Ofcom has published a call for input, inviting members of the industry to “help [them] expand [their] understanding of what good media literacy ‘by design’ should look like for social media, search, video-sharing and gaming services”. This follows a year of consultation with leading online services such as Meta, Google and TikTok. Ofcom will use the input provided by stakeholders to shape its media literacy statement (which is a requirement of the new Online Safety Act).
Ofcom defines media literacy as “the ability to use, understand and create media and communications in a variety of contexts” with the aim to “improve the online skills, knowledge and understanding of UK adults and children”. By enhancing media literacy, Ofcom hopes to encourage internet users to “engage with online services critically, safely and effectively, and thereby maximise the benefits and minimise the risks associated with being online”.
Ofcom’s focus will inevitably fall on the role of online services in supporting users’ media literacy in line with its guiding principles on this topic:
Priority, transparency and accountability
Ofcom expects online services to design their media to encourage critical and informed use of their product by consumers. It asks service providers to regularly publish the impact that media literacy interventions have had on users, while encouraging transparency about how their stakeholders and other experts inform their media literacy priorities.
User centric design and timely interventions
Ofcom states that service providers should put user needs at the centre of every stage of the design process to create highly usable and inclusive products which serve the broadest range of needs. They should therefore create inclusive and intuitive products, whose design is based on research, evidence and engagement with users, communities and experts.

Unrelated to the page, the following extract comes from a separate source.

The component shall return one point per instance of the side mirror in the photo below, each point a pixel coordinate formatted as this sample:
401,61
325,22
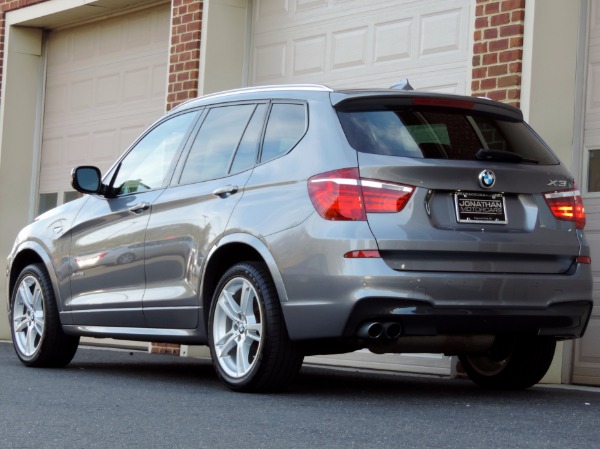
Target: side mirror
86,179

They should also invite external and independent scrutiny to minimise potential bias, while ensuring that policies to promote media literacy are designed by incorporating findings from product evaluation against media literacy metrics.
Monitoring and evaluation
Social media services should assess the effectiveness of well-designed media literacy interventions, using measurements that can be broadly benchmarked against other comparable services or online experiences, following which they should: (i) monitor interventions for effectiveness and impact; (ii) iterate to maintain and improve how effective they are at supporting users; (iii) share the findings of their experimentation and observation on the effectiveness of media literacy interventions; and (iv) publish how they will measure and judge the effectiveness of their literacy strategy at the outset.
Responses to the call for input should be submitted by 18 December 2023. Further detail on Ofcom’s design principles and expectations are included in its press release: Best practice principles for on-platform interventions to promote media literacy (ofcom.org.uk)
These guidelines represent a significant step forward in improving media literacy across the UK. We look forward to seeing how the responses received from stakeholders inform Ofcom’s approach to media literacy in the coming year, particularly as the scope of Ofcom’s other work in relation to the implementation of the Online Safety Act becomes clearer.